Risk controls matter. Ensure model outputs are explainable; measure disparate impact across customer cohorts; ring‑fence personally identifiable information; and maintain override mechanisms. Align training and monitoring to the government’s responsible AI policy stance and industry obligations, including the Best Interests Duty for brokers.
Outlook: consolidation, platformisation and the new playbook
With broker share entrenched around the high‑70s, expect three shifts over the next 12–24 months:
- Platform consolidation: Aggregators with superior data and workflow tooling will attract high‑performing brokerages, compounding distribution power.

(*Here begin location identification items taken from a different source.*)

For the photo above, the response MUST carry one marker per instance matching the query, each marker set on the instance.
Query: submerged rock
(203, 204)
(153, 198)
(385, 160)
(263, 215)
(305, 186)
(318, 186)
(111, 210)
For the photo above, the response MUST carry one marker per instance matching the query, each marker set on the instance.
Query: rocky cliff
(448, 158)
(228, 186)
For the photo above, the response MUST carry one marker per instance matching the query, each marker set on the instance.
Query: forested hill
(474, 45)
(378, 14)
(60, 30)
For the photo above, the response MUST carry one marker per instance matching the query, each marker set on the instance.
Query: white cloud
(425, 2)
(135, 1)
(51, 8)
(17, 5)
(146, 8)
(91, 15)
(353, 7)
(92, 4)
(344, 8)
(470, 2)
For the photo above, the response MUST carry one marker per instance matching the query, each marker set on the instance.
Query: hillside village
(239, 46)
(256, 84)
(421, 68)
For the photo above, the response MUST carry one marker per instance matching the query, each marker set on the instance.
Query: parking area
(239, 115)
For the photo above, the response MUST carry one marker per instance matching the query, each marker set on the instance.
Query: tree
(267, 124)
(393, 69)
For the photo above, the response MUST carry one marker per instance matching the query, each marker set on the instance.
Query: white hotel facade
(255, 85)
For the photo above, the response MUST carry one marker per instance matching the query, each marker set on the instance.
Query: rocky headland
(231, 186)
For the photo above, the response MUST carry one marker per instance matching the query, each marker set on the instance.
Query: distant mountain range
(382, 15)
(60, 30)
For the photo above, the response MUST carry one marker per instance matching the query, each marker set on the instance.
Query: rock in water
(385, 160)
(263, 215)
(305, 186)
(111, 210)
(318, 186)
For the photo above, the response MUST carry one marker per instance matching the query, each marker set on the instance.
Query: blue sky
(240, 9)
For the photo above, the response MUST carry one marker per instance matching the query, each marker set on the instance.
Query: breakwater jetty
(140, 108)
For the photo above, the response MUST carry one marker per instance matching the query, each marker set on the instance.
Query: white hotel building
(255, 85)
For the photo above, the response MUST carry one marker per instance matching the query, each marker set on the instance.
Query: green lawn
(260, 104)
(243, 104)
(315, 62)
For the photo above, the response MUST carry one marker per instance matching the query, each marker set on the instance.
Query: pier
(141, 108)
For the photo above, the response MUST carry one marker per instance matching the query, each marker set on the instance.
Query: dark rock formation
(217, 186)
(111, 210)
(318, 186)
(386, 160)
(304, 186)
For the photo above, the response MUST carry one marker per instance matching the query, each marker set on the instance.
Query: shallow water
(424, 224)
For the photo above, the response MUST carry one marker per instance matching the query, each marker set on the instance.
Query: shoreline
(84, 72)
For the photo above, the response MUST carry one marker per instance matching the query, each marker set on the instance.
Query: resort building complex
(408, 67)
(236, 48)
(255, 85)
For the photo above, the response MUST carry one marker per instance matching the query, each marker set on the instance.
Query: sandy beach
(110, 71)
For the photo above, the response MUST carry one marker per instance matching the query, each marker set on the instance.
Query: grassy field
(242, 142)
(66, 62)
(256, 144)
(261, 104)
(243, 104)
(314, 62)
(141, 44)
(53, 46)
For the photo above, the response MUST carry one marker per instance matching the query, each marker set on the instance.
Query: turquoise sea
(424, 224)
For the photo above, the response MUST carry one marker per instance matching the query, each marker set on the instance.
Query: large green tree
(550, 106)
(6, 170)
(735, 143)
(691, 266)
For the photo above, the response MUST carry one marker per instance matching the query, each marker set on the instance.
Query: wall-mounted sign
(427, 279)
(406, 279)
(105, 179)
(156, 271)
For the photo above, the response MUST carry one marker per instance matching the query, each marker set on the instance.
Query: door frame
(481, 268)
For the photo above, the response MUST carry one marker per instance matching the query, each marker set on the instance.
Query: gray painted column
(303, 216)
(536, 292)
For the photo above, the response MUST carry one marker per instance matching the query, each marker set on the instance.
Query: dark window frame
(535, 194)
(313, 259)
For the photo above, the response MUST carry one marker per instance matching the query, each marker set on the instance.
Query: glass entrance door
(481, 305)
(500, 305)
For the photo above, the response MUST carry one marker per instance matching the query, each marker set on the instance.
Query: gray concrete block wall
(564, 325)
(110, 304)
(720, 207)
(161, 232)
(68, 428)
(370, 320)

- API-first lender strategies: Lenders will differentiate on integration quality — instant status updates, granular policy explainers, and consistent decisioning — not just headline rates.
- Digital standouts gain share: As seen with Macquarie’s broker-aligned ascent, institutions marrying digital straight-through processing with broker-first service will outgrow peers.
The lesson from other dominant gateways is instructive. The ACCC’s 94% Google statistic illustrates how quickly ecosystems coalesce around convenience and transparency. In mortgages, brokers have earned that role. The winners will be those who design products, processes and AI capabilities for the channel we actually have — not the distribution we wish we still owned.
Actionable playbook for leaders
- Rebase KPIs: Track broker NPS, time‑to‑conditional approval and first‑time‑right submission rates alongside price competitiveness.
- Invest where it compounds: Fund broker portal UX, policy clarity and decisioning APIs before incremental rate spend.
- Build responsible AI into the core: Adopt the Australian AI Ethics Principles as design requirements; embed auditability and human oversight from day one.
- Share the retention dividend: Co-design retention protocols with brokers to reduce churn while preserving the adviser relationship.
- Simplify product to accelerate flow: Fewer, clearer policy rules beat baroque product menus in a broker-dominated market.